Je vous propose d'évoquer à l'occasion dans ce thread des questions relatives au paysage. Il faut bien prendre garde que le paysage et la nature sauvage sont deux choses très différentes. Le paysage, dans les pays occidentaux, c'est la nature modifiée par l'homme : pas un coin de France, sinon quelques cimes montagneuses, qui n'ait changé d'aspect de multiples fois au cours des 2000 dernières années. C'est aussi la nature telle qu'elle est vue par l'homme : la notion de paysage ne désigne pas la surface terrestre et la végétation dans leur fonctionnement biochimique, mais la représentation que se fait l'homme de son environnement. D'où l'importance du paysage en peinture.

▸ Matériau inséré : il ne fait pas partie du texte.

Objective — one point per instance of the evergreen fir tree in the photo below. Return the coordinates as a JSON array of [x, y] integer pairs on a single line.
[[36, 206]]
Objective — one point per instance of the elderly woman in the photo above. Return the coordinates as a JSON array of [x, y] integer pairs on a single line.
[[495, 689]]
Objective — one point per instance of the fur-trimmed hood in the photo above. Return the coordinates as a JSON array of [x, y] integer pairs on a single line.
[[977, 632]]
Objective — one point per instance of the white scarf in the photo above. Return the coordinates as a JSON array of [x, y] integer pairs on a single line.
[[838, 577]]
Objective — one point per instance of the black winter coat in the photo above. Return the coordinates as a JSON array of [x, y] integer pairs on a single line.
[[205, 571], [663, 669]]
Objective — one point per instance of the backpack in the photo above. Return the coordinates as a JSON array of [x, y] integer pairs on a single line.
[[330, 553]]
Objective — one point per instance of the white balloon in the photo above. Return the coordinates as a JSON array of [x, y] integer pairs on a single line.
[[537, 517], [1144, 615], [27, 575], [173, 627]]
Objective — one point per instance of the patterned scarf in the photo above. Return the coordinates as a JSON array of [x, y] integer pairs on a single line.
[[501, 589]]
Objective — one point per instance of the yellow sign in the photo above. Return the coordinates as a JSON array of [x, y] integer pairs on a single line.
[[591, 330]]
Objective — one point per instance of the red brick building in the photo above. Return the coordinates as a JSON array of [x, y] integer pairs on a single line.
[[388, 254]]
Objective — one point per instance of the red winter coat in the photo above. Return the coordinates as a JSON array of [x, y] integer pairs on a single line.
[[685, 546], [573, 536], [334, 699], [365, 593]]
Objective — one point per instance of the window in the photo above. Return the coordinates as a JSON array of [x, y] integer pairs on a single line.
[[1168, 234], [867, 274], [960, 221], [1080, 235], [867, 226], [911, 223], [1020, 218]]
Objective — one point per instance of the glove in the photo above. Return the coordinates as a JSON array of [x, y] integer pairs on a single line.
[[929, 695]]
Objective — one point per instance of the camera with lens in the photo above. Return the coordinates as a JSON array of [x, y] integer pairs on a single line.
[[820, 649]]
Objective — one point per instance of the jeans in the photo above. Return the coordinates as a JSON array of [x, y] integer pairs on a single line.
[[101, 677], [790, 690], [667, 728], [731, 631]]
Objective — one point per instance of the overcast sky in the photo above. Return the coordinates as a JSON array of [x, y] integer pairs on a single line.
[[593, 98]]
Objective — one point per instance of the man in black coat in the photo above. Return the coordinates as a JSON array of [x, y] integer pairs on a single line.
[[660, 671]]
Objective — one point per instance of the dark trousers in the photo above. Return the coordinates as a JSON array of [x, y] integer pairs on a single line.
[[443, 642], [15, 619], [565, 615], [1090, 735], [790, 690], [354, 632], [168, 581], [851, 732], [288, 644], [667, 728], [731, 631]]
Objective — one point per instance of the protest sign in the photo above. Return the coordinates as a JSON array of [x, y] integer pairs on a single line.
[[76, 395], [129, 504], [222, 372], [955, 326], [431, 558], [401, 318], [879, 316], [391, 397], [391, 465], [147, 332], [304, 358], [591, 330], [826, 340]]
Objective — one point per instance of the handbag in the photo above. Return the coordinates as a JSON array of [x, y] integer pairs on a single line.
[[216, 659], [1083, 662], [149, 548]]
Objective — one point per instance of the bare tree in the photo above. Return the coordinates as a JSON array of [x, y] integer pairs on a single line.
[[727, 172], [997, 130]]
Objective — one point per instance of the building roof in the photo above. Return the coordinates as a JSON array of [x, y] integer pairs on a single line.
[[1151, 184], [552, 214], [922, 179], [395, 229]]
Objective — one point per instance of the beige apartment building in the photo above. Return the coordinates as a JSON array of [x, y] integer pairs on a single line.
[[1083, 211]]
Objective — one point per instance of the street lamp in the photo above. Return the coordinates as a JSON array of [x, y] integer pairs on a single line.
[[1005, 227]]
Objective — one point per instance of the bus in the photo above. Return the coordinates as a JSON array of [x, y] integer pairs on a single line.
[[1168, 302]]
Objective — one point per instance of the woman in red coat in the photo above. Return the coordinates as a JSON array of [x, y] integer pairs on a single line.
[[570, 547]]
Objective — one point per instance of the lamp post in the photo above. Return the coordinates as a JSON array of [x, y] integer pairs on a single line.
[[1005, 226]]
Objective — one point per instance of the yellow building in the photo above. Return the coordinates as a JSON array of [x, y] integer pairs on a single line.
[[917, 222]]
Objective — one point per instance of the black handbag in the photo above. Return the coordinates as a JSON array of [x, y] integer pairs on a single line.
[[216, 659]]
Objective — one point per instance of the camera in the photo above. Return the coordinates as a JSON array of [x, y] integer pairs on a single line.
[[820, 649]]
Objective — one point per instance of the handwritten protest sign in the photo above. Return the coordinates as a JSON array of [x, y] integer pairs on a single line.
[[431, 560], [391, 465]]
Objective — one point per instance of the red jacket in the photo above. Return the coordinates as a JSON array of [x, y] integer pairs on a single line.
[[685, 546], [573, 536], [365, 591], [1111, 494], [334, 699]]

C'est donc l'évolution de la nature visible, soit spontanément, soit sous l'action de l'homme, ainsi que les tentatives de celui-ci pour préserver celle-ci. Parmi les threads qui traitent de ce sujet en France, on trouvera :

Natura 2000
Erosion du littoral
Parcs nationaux

Et c'est aussi le paysage urbain ainsi que les infrastructures créées par l'homme à travers la nature (routes, voies ferrées, usines). La plupart des threads de ce forum en traitent d'une manière ou d'une autre.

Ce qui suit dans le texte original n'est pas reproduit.